Portfolio Survey
Here's the tekboy portfolio as of tonight:
QCOM 28.5% GMST 15.8% SEBL 14.5% JDSU 12.3% NTAP 11.3% CREE 9.0% ITWO 8.4%
Note 1: All positions except ITWO include options (GMST and CREE) or LEAPS (the others) in addition to common. Together all the options and LEAPS amount to about 20% of the portfolio total.
Note 2: Still carrying a rather heavy margin load, lower in absolute terms than in the past but higher in percentage terms.
As for the biggest mistake of the year, as Apollo noted that's a tough call for me, since I have made so many. For example, I was nodding along saying "been there, done that" to many of the answers given so far, especially those of Uncle Frank, JPitcairn, darbyc, compounder, 99DAN, and akoni-1. But if I had to pick one real doozy, I'd say it was loading up on too much margin when the market was too richly valued. This meant that when the downturn came I had to do precisely the opposite of what I wanted to be doing (that is, I had to sell rather than buy as all my stocks became cheaper). Other mistakes perhaps cost me more in dollar terms, but none were as stupid, as obvious, and as avoidable. In the future, given my own particular situation and risk tolerance, I've decided to try to take on some margin when the market is way down and get off it when the market is way up; next time around I hope to be in better synch with the cycle.

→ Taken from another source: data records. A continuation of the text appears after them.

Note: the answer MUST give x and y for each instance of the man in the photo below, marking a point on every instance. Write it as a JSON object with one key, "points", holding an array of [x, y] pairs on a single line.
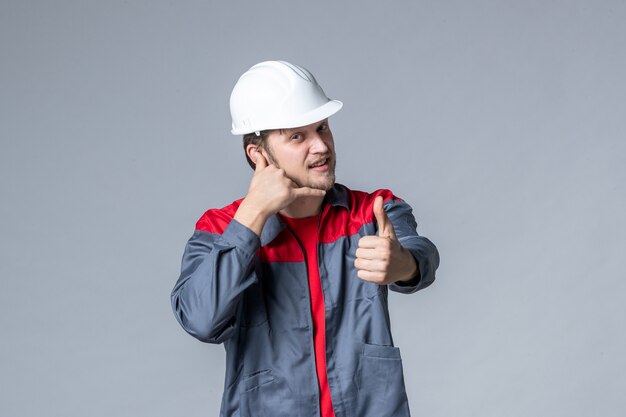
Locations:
{"points": [[293, 278]]}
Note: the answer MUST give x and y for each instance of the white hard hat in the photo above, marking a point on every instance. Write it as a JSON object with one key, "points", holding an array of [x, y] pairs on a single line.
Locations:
{"points": [[277, 95]]}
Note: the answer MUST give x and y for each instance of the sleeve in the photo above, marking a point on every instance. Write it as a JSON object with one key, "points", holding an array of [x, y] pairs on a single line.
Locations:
{"points": [[422, 249], [216, 269]]}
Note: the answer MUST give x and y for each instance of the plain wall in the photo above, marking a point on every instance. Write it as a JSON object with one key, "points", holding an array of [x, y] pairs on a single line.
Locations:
{"points": [[501, 122]]}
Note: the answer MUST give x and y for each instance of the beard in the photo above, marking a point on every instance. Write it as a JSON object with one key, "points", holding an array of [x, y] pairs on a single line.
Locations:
{"points": [[326, 182]]}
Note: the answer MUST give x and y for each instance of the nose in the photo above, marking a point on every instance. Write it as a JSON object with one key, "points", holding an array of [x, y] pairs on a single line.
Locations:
{"points": [[318, 144]]}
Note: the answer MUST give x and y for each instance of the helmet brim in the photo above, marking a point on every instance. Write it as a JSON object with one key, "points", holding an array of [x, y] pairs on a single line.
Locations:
{"points": [[320, 113]]}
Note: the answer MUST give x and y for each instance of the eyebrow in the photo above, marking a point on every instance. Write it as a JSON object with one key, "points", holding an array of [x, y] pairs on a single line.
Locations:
{"points": [[291, 130]]}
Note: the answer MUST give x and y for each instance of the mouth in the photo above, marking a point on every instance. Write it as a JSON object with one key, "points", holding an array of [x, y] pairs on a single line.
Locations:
{"points": [[320, 164]]}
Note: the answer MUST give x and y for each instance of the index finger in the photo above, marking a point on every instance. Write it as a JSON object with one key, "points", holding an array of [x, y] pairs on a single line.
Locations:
{"points": [[260, 161]]}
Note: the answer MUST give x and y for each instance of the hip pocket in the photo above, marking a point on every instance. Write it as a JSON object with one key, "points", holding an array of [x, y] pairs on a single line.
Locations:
{"points": [[380, 382]]}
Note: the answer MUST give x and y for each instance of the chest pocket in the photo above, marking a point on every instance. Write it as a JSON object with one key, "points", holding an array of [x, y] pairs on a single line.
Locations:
{"points": [[253, 308]]}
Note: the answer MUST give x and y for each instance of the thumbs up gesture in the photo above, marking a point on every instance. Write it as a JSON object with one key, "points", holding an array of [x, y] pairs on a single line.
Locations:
{"points": [[382, 259]]}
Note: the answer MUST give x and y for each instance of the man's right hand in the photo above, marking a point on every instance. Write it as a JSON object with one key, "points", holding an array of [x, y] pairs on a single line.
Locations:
{"points": [[270, 191]]}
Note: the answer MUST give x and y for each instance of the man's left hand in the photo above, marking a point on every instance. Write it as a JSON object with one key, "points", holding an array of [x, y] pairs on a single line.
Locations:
{"points": [[382, 259]]}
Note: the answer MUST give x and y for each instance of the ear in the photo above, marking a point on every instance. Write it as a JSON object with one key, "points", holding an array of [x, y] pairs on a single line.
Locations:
{"points": [[251, 152]]}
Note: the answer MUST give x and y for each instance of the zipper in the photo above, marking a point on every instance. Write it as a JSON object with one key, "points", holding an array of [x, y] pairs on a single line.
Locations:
{"points": [[308, 294]]}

One last thought, for some perspective. I started investing seriously in the late summer of 1999, with X dollars. I was lucky enough to stumble into this thread soon afterward, and by mid-fall I was mostly G&K. After lots of begging, ET taught me some basic conservative rules for options trading, which I promptly violated once I started dabbling there around the turn of the year. The combination of an all-tech G&K portfolio, options, and generous use of margin in a bull market pushed my account to 6.5X by late March. The same combination in a bear market cut the account to 1.7X today. For obvious reasons, I prefer to view myself as up 70% over 16 months, which is not all that bad for a technomoron investing newbie. I still retain some of the "champagne wishes and caviar dreams" of the spring, however, and haven't despaired thanks largely to the excellent folk around here who have taught me so much while providing such excellent fellowship in times good and bad.